Conservative MP Zac Goldsmith labeled the complicity between the government and the nuclear industry in downplaying the crisis “appalling,” while Greenpeace’s Louise Hutchins said the emails provided evidence of “scandalous collusion”.
“Anti-nuclear people across Europe have wasted no time blurring this all into Chernobyl and the works,” said the BIS official in another email. “We need to quash any stories trying to compare this to Chernobyl.”
While this PR blitz was being coordinated, we now know that the Japanese government was deliberately lying about the severity of the radiation release from Fukushima in an effort to conceal the fact that the crisis was already on a par with Chernobyl.
Within just two weeks of the earthquake and tsunami that crippled the nuclear plant, the amount of radiation released from Fukushima already rivaled that of Chernobyl, the worst nuclear disaster up until that point.
Reactors number 1 was also in meltdown just hours into the disaster, but this was denied for months by the authorities.
The government’s public relations campaign to downplay the severity of the crisis was enthusiastically parroted by many quarters of the man-made global warming crowd, eager as they were to not let focus slip away from the deadly threat posed by the life-giving gas carbon dioxide, to the point where people like George Monbiot almost went so far as to characterize radiation as harmless and nutritious.
In the days and weeks after Fukushima, Monbiot, perhaps Britain’s foremost global warming alarmist, wrote a series of articles for the Guardian in which he made accusations that others had “wildly exaggerated the dangers of radioactive pollution”.
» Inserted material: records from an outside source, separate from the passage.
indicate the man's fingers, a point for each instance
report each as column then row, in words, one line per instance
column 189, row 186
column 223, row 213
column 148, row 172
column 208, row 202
“As a result of the disaster at Fukushima, I am no longer nuclear-neutral. I now support the technology,” wrote Monbiot.
In response, nuclear expert Christopher Busby called Monbiot “criminally irresponsible” for encouraging his readers to ignore the threat posed by Fukushima radiation.
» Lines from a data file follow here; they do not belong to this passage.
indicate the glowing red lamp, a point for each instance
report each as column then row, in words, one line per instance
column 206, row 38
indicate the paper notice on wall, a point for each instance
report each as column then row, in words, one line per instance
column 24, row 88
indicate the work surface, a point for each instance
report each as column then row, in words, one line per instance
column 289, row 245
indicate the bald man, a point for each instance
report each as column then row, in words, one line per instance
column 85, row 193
Monbiot’s rhetoric, in addition to the British government’s efforts to downplay the crisis, serve as a stark reminder that many leading environmentalists don’t give a damn about real threats to the environment, preferring instead to spend all their time obsessing about carbon dioxide emissions and thinking up new ways to exploit global warming fearmongering as a means of controlling every aspect of our lives.
This is an agenda enthusiastically pushed by the British government, which routinely works in consort with big think tanks to promote PR campaigns aimed at rescuing the anthropogenic climate change myth, about which Brits are becoming increasingly skeptical.
The most recent examples were the 10:10 campaign, which simulated executing children who refused to believe in man-made global warming, as well as the “Planned-opolis” scenario, which depicted a future totalitarian world of CO2 rationing, where big government on steroids would enforce a dictatorial eco-fascist nightmare.